Ao julgar pedido de revisão criminal na última quarta-feira (17/4), o Tribunal de Justiça de São Paulo (TJSP) reduziu, pela segunda vez, a pena aplicada ao limeirense M.R.C., condenado pelo homicídio de sua própria mãe. A pena inicial de 30 anos caiu, primeiro, para 24 e, agora, foi novamente diminuída.

Em Limeira, o réu foi condenado por homicídio com qualificadoras, entre elas a de feminicídio. A vítima foi a sua própria mãe, Rosângela Aparecida de Moraes Camargo, que faleceu em 2018 após ser agredida. A vítima tinha sido submetida a cirurgia de transplante de rim e foi agredida pelo filho, que tinha em seu desfavor medida para se manter afastado.

Ele não poderia ter contato, mas foi à casa da mãe e passou a residir no imóvel, na Chácara Antonieta.
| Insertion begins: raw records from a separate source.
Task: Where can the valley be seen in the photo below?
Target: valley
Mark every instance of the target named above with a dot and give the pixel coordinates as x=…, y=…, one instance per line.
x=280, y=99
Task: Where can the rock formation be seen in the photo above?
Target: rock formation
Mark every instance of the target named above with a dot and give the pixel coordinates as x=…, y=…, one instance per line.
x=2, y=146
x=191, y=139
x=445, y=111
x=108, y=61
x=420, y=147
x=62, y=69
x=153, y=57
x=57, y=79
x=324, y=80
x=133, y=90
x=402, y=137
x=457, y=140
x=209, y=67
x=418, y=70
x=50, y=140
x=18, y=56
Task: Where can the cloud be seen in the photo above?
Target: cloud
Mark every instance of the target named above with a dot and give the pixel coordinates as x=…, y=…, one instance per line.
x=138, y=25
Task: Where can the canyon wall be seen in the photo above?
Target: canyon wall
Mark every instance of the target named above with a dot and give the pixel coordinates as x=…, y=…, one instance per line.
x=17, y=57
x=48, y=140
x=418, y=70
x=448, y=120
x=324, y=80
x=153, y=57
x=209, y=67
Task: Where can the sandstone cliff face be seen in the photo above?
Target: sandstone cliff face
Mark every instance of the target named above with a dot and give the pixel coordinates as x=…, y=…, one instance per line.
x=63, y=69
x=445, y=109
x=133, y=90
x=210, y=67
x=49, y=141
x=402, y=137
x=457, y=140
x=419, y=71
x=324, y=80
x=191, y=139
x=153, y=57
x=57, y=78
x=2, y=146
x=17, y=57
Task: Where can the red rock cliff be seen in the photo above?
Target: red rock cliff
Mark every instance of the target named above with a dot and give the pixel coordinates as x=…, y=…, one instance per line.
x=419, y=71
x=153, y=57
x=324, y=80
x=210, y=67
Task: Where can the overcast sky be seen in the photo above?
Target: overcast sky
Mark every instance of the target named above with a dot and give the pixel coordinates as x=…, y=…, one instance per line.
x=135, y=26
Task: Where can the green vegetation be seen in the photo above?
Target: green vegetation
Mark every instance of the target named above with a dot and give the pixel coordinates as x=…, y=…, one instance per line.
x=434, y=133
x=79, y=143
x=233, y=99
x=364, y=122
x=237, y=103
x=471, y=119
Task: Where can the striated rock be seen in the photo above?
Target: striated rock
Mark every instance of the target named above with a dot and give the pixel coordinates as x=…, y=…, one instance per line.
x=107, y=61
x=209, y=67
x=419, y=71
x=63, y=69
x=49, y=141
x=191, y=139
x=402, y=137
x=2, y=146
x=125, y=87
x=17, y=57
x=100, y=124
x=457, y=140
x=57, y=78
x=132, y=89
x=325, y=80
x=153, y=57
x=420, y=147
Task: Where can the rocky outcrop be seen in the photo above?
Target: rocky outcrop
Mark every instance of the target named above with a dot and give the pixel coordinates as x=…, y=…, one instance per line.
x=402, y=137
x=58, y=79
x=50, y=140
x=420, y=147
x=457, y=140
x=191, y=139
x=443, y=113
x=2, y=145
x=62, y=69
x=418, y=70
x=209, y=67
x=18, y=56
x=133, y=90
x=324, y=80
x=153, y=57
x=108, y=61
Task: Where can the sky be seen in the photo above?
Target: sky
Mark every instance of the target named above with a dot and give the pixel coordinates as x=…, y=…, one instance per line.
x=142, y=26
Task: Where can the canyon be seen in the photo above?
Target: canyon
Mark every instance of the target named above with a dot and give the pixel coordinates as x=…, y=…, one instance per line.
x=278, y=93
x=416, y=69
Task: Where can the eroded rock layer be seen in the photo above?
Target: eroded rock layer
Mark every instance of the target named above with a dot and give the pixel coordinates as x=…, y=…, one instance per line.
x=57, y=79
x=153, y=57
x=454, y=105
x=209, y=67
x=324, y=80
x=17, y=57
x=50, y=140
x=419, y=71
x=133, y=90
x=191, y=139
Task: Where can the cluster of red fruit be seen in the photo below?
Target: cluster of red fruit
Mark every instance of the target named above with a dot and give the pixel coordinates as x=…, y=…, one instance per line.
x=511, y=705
No dia 3 de fevereiro daquele ano, ele iniciou uma discussão com Rosângela, que evoluiu para agressões com chutes no abdome, cabeça, braços e pernas, mesmo sabendo que ela havia passado por procedimento cirúrgico.

As agressões só pararam quando a vítima ficou inconsciente. Rosângela foi encontrada por parentes no dia seguinte. Ficou por uma semana internada na Santa Casa, foi transferida à Unicamp após complicações e faleceu em 19 de março.

M. alegou que sofria de transtorno obsessivo compulsivo e “perdia” o controle emocional facilmente, por isso fazia uso de remédios psiquiátricos. Quanto ao crime, afirmou que foi ofendido por Rosângela, chutou-a na barriga e a empurrou-a, derrubando-a no chão. Confessou que estava arrependido.

O réu foi condenado à pena de 30 anos. Na apelação, a defesa alegou que a decisão dos jurados foi contrária à prova dos autos. Em 2022, a 6ª Câmara de Direito Criminal do TJ que deu parcial provimento ao recurso e reduziu a pena para 24 anos. Com o trânsito em julgado da sentença (quando ela se torna definitiva), a Defensoria Pública apresentou uma revisão criminal questionando o acórdão por não reconhecer a atenuante da confissão espontânea, o que deveria implicar na redução da pena.

A nova ação foi analisada pelo 1º Grupo de Direito Criminal e, por maioria dos votos, prevaleceu o entendimento do relator, desembargador Francisco Orlando. Para ele, o réu, desde a fase policial, admitiu que agrediu a mãe, embora tenha atenuado a violência do ataque durante o interrogatório na sessão do júri. O magistrado lembra que o Superior Tribunal de Justiça (STJ) admite que a atenuante deve incidir, ainda que a confissão seja parcial.

Assim, a pena do feminicídio foi reduzida para 21 anos e 4 meses de reclusão, mantido o cumprimento em regime inicial fechado.